Un oficial barbilampiño empezó a interrogarle en francés. Raoul sonreía para sus adentros. Si estos tipos supieran… Y le contó al marino su historia.

–Soy senegalés nacido de padre francés, oficial en el ejército de Francia. Mi madre era una misionera de Mississippi. Él me aprendió el amor a la patria y ella la rebelión. Estudié con una beca del ministerio de relaciones exteriores francés en La Habana. Allí me gradué en antropología y cumplí varias misiones en África para el gobierno cubano.

–¿Quiere usted decir para Fidel Castro?

–Efectivamente. Yo no tenía que rendir cuentas más que a él. Me envío a varios puntos de África en misión muy especial dentro de mi especialidad. A los veintidós años, tengo actualmente 33, como Cristo, me enamoré y me casé con una cubana de Matanzas, con la que sigo unido. Tenemos dos niños.

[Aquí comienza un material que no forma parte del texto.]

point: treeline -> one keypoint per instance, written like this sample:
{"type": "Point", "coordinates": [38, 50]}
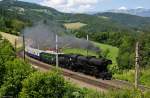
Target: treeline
{"type": "Point", "coordinates": [19, 80]}
{"type": "Point", "coordinates": [125, 42]}
{"type": "Point", "coordinates": [12, 23]}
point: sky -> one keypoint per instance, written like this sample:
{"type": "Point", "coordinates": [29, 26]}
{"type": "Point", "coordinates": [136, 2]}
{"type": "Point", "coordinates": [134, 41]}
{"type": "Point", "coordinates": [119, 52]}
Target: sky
{"type": "Point", "coordinates": [81, 6]}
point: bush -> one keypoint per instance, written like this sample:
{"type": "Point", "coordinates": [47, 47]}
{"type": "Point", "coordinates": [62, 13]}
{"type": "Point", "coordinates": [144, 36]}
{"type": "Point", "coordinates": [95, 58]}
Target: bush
{"type": "Point", "coordinates": [16, 71]}
{"type": "Point", "coordinates": [47, 85]}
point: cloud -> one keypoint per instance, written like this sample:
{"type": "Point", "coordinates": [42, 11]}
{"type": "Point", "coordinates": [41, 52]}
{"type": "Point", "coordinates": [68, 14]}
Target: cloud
{"type": "Point", "coordinates": [122, 8]}
{"type": "Point", "coordinates": [139, 7]}
{"type": "Point", "coordinates": [76, 6]}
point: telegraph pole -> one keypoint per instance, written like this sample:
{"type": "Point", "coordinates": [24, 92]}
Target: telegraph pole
{"type": "Point", "coordinates": [88, 44]}
{"type": "Point", "coordinates": [57, 51]}
{"type": "Point", "coordinates": [15, 47]}
{"type": "Point", "coordinates": [24, 55]}
{"type": "Point", "coordinates": [137, 65]}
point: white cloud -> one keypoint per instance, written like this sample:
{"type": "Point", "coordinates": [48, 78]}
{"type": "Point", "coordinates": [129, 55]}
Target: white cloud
{"type": "Point", "coordinates": [139, 7]}
{"type": "Point", "coordinates": [122, 8]}
{"type": "Point", "coordinates": [79, 6]}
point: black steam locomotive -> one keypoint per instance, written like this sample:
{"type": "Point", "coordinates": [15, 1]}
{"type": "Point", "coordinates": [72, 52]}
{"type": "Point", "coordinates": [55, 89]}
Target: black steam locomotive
{"type": "Point", "coordinates": [88, 65]}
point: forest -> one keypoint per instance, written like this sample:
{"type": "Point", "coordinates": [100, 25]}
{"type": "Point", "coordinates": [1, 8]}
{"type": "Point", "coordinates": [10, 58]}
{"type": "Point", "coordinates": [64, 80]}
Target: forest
{"type": "Point", "coordinates": [18, 79]}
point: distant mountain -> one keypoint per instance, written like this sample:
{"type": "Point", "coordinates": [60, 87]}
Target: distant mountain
{"type": "Point", "coordinates": [139, 11]}
{"type": "Point", "coordinates": [132, 21]}
{"type": "Point", "coordinates": [101, 22]}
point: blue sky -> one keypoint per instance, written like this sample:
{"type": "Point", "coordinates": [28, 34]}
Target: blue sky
{"type": "Point", "coordinates": [92, 5]}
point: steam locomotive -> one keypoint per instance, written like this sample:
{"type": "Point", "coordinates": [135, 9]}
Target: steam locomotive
{"type": "Point", "coordinates": [78, 63]}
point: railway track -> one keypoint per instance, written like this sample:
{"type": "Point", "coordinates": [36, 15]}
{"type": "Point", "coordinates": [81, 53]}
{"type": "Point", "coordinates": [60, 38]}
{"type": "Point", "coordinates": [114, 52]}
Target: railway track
{"type": "Point", "coordinates": [98, 83]}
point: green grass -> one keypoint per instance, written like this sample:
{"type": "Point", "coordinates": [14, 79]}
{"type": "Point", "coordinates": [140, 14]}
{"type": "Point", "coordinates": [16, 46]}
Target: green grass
{"type": "Point", "coordinates": [128, 75]}
{"type": "Point", "coordinates": [74, 26]}
{"type": "Point", "coordinates": [112, 55]}
{"type": "Point", "coordinates": [113, 51]}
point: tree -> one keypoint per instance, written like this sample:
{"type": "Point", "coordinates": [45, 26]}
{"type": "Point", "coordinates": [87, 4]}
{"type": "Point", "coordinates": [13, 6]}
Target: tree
{"type": "Point", "coordinates": [16, 71]}
{"type": "Point", "coordinates": [47, 85]}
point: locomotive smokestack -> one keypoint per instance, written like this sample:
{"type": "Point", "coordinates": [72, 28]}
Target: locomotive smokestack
{"type": "Point", "coordinates": [56, 51]}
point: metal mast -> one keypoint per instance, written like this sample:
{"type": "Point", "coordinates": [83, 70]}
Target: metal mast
{"type": "Point", "coordinates": [24, 56]}
{"type": "Point", "coordinates": [57, 51]}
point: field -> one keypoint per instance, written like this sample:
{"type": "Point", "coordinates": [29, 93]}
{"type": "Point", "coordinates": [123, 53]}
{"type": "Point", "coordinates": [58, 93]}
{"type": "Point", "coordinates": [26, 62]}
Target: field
{"type": "Point", "coordinates": [74, 26]}
{"type": "Point", "coordinates": [12, 38]}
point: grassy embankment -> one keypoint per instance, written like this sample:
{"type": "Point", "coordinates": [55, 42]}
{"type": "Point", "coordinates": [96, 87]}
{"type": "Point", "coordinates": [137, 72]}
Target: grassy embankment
{"type": "Point", "coordinates": [74, 26]}
{"type": "Point", "coordinates": [113, 51]}
{"type": "Point", "coordinates": [12, 38]}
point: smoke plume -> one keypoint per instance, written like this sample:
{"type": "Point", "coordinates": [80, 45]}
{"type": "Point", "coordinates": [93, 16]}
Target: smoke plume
{"type": "Point", "coordinates": [42, 36]}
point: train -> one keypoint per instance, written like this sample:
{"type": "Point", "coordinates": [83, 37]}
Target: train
{"type": "Point", "coordinates": [88, 65]}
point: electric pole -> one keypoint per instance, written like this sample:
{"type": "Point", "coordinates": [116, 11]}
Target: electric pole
{"type": "Point", "coordinates": [88, 44]}
{"type": "Point", "coordinates": [57, 51]}
{"type": "Point", "coordinates": [15, 47]}
{"type": "Point", "coordinates": [137, 65]}
{"type": "Point", "coordinates": [24, 55]}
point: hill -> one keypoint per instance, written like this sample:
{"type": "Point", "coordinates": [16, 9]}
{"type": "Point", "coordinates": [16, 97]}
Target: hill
{"type": "Point", "coordinates": [138, 11]}
{"type": "Point", "coordinates": [29, 13]}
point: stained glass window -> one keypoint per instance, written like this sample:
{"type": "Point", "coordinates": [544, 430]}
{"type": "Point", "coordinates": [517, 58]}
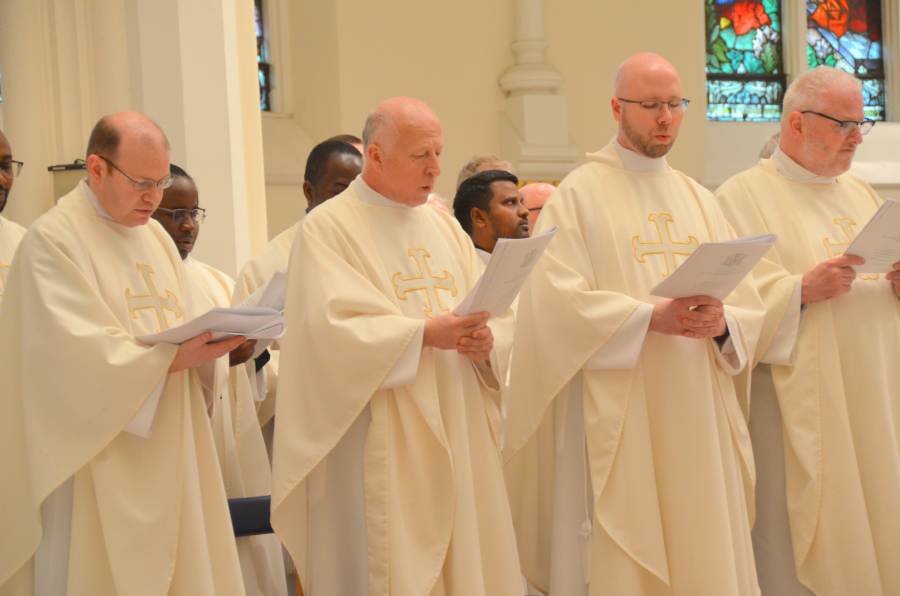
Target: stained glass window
{"type": "Point", "coordinates": [744, 68]}
{"type": "Point", "coordinates": [265, 74]}
{"type": "Point", "coordinates": [846, 34]}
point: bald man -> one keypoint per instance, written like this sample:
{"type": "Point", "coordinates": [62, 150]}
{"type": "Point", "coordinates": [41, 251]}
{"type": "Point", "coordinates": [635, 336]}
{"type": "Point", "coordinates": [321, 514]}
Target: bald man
{"type": "Point", "coordinates": [824, 413]}
{"type": "Point", "coordinates": [387, 476]}
{"type": "Point", "coordinates": [111, 481]}
{"type": "Point", "coordinates": [535, 195]}
{"type": "Point", "coordinates": [10, 233]}
{"type": "Point", "coordinates": [627, 455]}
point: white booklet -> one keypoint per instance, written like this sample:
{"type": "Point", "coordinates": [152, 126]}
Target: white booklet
{"type": "Point", "coordinates": [254, 323]}
{"type": "Point", "coordinates": [879, 242]}
{"type": "Point", "coordinates": [716, 268]}
{"type": "Point", "coordinates": [510, 265]}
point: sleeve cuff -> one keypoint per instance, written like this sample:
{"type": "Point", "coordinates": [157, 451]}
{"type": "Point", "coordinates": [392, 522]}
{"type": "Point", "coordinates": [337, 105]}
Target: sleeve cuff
{"type": "Point", "coordinates": [407, 367]}
{"type": "Point", "coordinates": [781, 349]}
{"type": "Point", "coordinates": [143, 422]}
{"type": "Point", "coordinates": [623, 349]}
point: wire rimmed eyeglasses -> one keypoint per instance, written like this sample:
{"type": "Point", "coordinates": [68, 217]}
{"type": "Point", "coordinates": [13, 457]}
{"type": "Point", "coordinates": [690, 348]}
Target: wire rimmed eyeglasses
{"type": "Point", "coordinates": [142, 185]}
{"type": "Point", "coordinates": [848, 126]}
{"type": "Point", "coordinates": [11, 167]}
{"type": "Point", "coordinates": [179, 215]}
{"type": "Point", "coordinates": [655, 104]}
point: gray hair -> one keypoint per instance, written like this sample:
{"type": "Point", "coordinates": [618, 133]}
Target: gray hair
{"type": "Point", "coordinates": [769, 146]}
{"type": "Point", "coordinates": [379, 128]}
{"type": "Point", "coordinates": [806, 92]}
{"type": "Point", "coordinates": [479, 161]}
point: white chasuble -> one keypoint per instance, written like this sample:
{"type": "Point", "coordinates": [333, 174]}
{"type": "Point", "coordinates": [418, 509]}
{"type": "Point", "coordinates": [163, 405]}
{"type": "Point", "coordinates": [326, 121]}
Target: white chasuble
{"type": "Point", "coordinates": [255, 274]}
{"type": "Point", "coordinates": [239, 444]}
{"type": "Point", "coordinates": [148, 515]}
{"type": "Point", "coordinates": [839, 394]}
{"type": "Point", "coordinates": [421, 459]}
{"type": "Point", "coordinates": [667, 506]}
{"type": "Point", "coordinates": [10, 235]}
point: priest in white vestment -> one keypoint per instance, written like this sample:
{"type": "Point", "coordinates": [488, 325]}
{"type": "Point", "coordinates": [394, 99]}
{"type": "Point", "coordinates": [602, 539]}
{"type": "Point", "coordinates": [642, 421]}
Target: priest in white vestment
{"type": "Point", "coordinates": [111, 483]}
{"type": "Point", "coordinates": [10, 232]}
{"type": "Point", "coordinates": [387, 476]}
{"type": "Point", "coordinates": [828, 380]}
{"type": "Point", "coordinates": [489, 206]}
{"type": "Point", "coordinates": [627, 455]}
{"type": "Point", "coordinates": [330, 168]}
{"type": "Point", "coordinates": [239, 443]}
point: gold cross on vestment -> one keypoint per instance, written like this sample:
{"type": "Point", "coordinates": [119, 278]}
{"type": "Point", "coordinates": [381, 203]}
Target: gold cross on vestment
{"type": "Point", "coordinates": [152, 300]}
{"type": "Point", "coordinates": [836, 249]}
{"type": "Point", "coordinates": [430, 284]}
{"type": "Point", "coordinates": [665, 246]}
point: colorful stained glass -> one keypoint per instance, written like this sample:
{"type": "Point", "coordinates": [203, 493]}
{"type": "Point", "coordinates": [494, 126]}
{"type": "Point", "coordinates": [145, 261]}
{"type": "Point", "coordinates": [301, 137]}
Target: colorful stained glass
{"type": "Point", "coordinates": [265, 80]}
{"type": "Point", "coordinates": [744, 66]}
{"type": "Point", "coordinates": [744, 100]}
{"type": "Point", "coordinates": [846, 34]}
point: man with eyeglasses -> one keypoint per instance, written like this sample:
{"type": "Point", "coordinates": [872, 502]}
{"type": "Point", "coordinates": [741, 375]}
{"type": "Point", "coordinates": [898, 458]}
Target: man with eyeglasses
{"type": "Point", "coordinates": [111, 483]}
{"type": "Point", "coordinates": [10, 232]}
{"type": "Point", "coordinates": [627, 456]}
{"type": "Point", "coordinates": [239, 443]}
{"type": "Point", "coordinates": [826, 392]}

–¿Es usted castrista militante?

— No, en absoluto. Soy fidelista.

El oficial marcó una pauta. No había entendido nada.

–¿Y cómo se ha encontrado en las circunstancias en que lo hemos rescatado?

— Forma parte de mi trabajo. Viajé a Senegal para tratar de meterme en el pellejo de un refugiado subsahariano que quiere escapar a Europa.

–¿Una misión?

— Humanitaria. En otros tiempos Jesús el Nazareno hizo cosas más extravagantes para probarse que la humanidad no era del todo mala.

–¿Y cuál será la conclusión de este estudio suyo?

–Que el güisqui con agua Perrier es preferible al seco con hielo grueso porque hay indiscutiblemente necesidad de evadirse de las realidades del mundo.

–Me parece poco científico…

–Usted me ha preguntado por mis conclusiones que tal vez me lleven al exilio porque en Cuba se prefiere el ron.

El oficial no sabía ni qué decir ni qué anotar. Aquello le parecía una pesadilla. Tenía ganas de coger al negro de mierda y tirarlo por la borda, pero estaba esperando una nueva afectación como tercer agregado naval en Washington y temía que aquello pudiese dar al traste con todo.

–Hemos recibido órdenes de desembarcarle en Gander, en Canadá, porque en Estados Unidos es usted persona non grata.

–Estupendo, así podré pedir asilo político en Canadá. El aeropuerto de Gander tiene una puerta prevista para estas emergencias.

–¿Pero no dice usted que es fidelista…?

–Tengo algunos amigos fidelistas en Canadá y otros que decidieron hacerse pescadores en Gander. Mire, oficial, en Cuba las cosas están cambiando. La Revolución terminó. Fidel Castro está muy enfermo y cualquier día de estos se nos va. Entonces vendrán nuevos tiempos… Mi esposa y mis hijos ya han sido conducidos a Montreal. Todo está previsto.

–¿Y cuando muera Fidel, Cuba ya no será…, ya no será esa mosca cojonera, ¿se dice así? para Estados Unidos?, dijo pensando en el informe que iba a telegrafiar inmediatamente a Washington. Hasta le darían puntos para su nuevo destino. Qué suerte. Sonrió al indeseable que le estaba volviendo loco.

Raoul miró al horizonte. El taradito quizá tuviese razón y cuando Fidel desapareciese el Imperio volvería por sus fueros y tal vez planease utilizar la privilegiada posición geográfica de Cuba para sus turistas y todos aquellos que no podían desfogarse en la atmósfera trumpista de Estados Unidos. Pero. Entonces, ¿habían perdido?

–Hasta Ulises, ¿se acuerda de él?, tuvo que volver a Ítaca, a su isla, después de más de veinte años vagando por los mares. Creyó que era libre, que había creado otra civilización. Pero Penélope le esperaba y su revolución se quedó allí, entre cuatro paredes y mucha nostalgia.

El oficial se excusó y salió casi corriendo para transmitir su informe, que pensaba encabezar diciendo que a la muerte de Fidel Castro, Cuba ya no sería revolucionaria. Quizá convendría que agregase que tampoco sería más comunista, esto gustaría en el Departamento de Estado.